What is a free trade deal?
A policy of free trade means goods and services travel across borders unhindered and at the price set by the producer without state support. However, most economists would agree that a free trade policy – one that prevents the government from discriminating against imports by imposing tariffs and quotas or interfering with exports by offering subsidies – should not be applied crudely and mean that a country abandons all control and taxation of imports and exports. To keep it simple, a deal with Australia, as with other countries, will focus on goods, which are easier to monitor, rather than the more complex and nuanced services sector (which covers industries like law, advertising and banking). There will still need to be complex negotiations to decide how to apply a deal, most likely over several years.

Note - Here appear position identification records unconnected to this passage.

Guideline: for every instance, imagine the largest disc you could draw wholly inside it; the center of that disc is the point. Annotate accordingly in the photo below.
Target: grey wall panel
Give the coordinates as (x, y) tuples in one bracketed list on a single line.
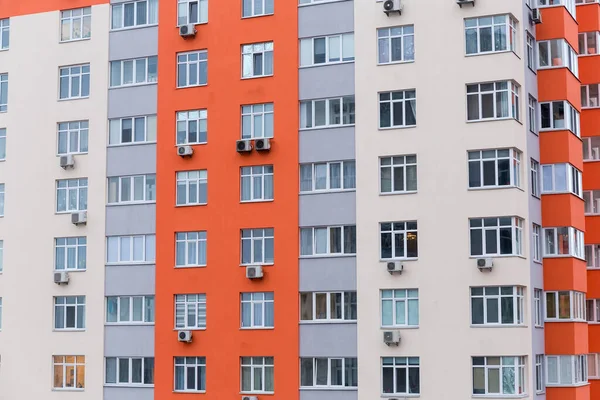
[(326, 81), (131, 160), (328, 340), (129, 340), (133, 280), (327, 144), (328, 209), (133, 43), (130, 219), (129, 101), (326, 19), (334, 273)]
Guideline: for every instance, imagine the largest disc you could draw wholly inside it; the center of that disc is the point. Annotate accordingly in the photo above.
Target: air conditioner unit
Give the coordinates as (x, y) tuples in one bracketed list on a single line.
[(390, 6), (485, 264), (185, 151), (391, 338), (67, 161), (61, 278), (184, 336), (262, 144), (394, 267), (187, 30), (254, 272), (79, 218), (243, 146)]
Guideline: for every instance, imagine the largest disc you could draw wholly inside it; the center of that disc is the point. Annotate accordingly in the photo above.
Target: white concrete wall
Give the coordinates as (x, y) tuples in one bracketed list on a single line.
[(27, 339)]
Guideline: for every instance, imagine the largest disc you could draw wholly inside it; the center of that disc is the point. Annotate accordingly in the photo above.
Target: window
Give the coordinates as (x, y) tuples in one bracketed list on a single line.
[(191, 127), (325, 372), (490, 34), (567, 305), (192, 12), (328, 176), (327, 50), (190, 249), (73, 137), (398, 174), (499, 376), (399, 308), (497, 305), (325, 113), (76, 24), (588, 43), (398, 240), (71, 195), (135, 13), (560, 115), (257, 121), (256, 8), (492, 100), (74, 82), (136, 249), (257, 183), (132, 130), (70, 253), (328, 240), (190, 311), (133, 72), (398, 109), (396, 44), (328, 306), (257, 60), (69, 312), (129, 370), (566, 370), (257, 310), (192, 68), (557, 53), (257, 246), (130, 309), (400, 375), (132, 189), (69, 372), (494, 168), (190, 374), (257, 374), (496, 236), (192, 187)]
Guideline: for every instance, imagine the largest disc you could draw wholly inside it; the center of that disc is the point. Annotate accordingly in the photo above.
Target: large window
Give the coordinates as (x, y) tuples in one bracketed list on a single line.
[(494, 168), (328, 306), (398, 109), (396, 44), (324, 113), (490, 34), (328, 240), (399, 308), (327, 49), (563, 241), (130, 309), (257, 310), (500, 376), (492, 100), (328, 176), (497, 305), (398, 240), (400, 375), (325, 372), (190, 311), (129, 371)]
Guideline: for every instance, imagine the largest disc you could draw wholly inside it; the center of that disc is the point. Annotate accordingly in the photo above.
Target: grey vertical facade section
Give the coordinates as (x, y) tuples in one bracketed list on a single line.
[(327, 207), (130, 340)]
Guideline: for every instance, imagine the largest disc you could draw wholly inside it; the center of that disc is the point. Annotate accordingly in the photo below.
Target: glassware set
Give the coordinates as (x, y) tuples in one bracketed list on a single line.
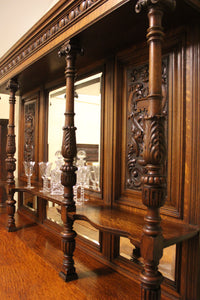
[(45, 171), (87, 176), (28, 168)]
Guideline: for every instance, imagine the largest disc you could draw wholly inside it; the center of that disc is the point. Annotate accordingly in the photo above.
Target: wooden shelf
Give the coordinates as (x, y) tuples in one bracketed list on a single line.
[(115, 220)]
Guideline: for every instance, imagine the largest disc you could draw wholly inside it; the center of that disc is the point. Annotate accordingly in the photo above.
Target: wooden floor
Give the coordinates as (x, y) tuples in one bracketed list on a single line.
[(30, 260)]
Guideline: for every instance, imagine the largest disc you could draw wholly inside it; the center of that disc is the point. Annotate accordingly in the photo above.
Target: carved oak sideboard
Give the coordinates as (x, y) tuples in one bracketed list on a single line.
[(149, 132)]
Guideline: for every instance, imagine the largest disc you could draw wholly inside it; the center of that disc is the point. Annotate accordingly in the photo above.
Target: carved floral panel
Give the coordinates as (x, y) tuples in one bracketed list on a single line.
[(138, 88)]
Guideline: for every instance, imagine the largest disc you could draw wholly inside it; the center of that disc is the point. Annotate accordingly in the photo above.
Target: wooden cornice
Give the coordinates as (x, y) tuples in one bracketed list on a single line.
[(62, 22)]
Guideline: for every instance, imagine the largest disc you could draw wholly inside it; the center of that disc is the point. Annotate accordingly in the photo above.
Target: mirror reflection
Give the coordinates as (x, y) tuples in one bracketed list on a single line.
[(87, 103)]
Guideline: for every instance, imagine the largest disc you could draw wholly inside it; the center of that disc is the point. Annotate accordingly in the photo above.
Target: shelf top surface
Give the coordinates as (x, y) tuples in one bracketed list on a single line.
[(115, 220)]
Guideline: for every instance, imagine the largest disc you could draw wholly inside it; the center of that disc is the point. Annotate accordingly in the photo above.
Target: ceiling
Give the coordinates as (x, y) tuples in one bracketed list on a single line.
[(17, 17)]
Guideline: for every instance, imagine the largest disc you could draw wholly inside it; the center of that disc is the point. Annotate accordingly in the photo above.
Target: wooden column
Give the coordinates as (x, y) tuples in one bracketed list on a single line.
[(154, 153), (12, 86), (68, 177)]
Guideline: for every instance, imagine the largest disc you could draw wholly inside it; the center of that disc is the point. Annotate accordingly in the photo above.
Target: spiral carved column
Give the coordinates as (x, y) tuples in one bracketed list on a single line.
[(154, 152), (12, 86), (68, 177)]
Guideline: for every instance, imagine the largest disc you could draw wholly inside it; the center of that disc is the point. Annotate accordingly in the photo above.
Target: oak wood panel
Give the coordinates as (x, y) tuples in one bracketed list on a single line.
[(114, 220), (175, 55)]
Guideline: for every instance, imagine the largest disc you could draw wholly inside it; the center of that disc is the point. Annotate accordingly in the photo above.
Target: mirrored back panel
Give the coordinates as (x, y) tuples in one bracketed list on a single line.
[(87, 101)]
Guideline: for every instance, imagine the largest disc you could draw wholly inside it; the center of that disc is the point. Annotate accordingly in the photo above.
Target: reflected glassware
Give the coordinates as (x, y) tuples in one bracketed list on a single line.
[(56, 186), (94, 177), (28, 167), (45, 171)]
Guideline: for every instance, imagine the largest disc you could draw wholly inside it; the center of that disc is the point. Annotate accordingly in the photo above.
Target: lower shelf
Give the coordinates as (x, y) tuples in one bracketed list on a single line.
[(114, 220)]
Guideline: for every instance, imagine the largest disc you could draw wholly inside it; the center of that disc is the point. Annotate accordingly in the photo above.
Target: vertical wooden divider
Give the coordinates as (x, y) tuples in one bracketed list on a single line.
[(68, 178), (12, 86), (154, 153)]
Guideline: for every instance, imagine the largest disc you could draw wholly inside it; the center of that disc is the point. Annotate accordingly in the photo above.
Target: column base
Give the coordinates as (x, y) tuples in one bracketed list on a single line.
[(67, 277)]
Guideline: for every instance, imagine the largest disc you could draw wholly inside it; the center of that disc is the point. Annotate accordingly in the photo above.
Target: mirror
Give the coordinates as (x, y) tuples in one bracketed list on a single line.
[(87, 103)]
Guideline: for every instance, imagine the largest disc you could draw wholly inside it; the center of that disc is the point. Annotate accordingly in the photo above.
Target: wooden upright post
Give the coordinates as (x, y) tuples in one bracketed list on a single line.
[(154, 182), (12, 86), (68, 177)]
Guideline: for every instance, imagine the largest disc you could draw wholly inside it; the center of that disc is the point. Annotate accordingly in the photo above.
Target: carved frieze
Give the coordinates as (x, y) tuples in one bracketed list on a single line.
[(138, 89), (50, 32)]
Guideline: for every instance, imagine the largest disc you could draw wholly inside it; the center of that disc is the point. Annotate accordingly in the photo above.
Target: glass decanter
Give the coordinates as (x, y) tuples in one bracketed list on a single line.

Could a free trade deal with Australia harm British farmers and businesses?
The impact on farmers is likely to be limited in the short term, after four decades of EU membership that kept tariffs – or taxes on imports – and quotas in place on Australian produce. This effectively limited the flow of Australian farm exports to a trickle.
In 2019-20, trade in goods and services between Australia and the UK was valued at £20bn, making the UK Canberra’s ninth most important trade partner. Only a small proportion was food and drink, which was worth £425m to Australia in 2020. The UK imported £384m worth of Australian food and drink, according to analysis of HMRC figures by the Food and Drink Federation (FDF).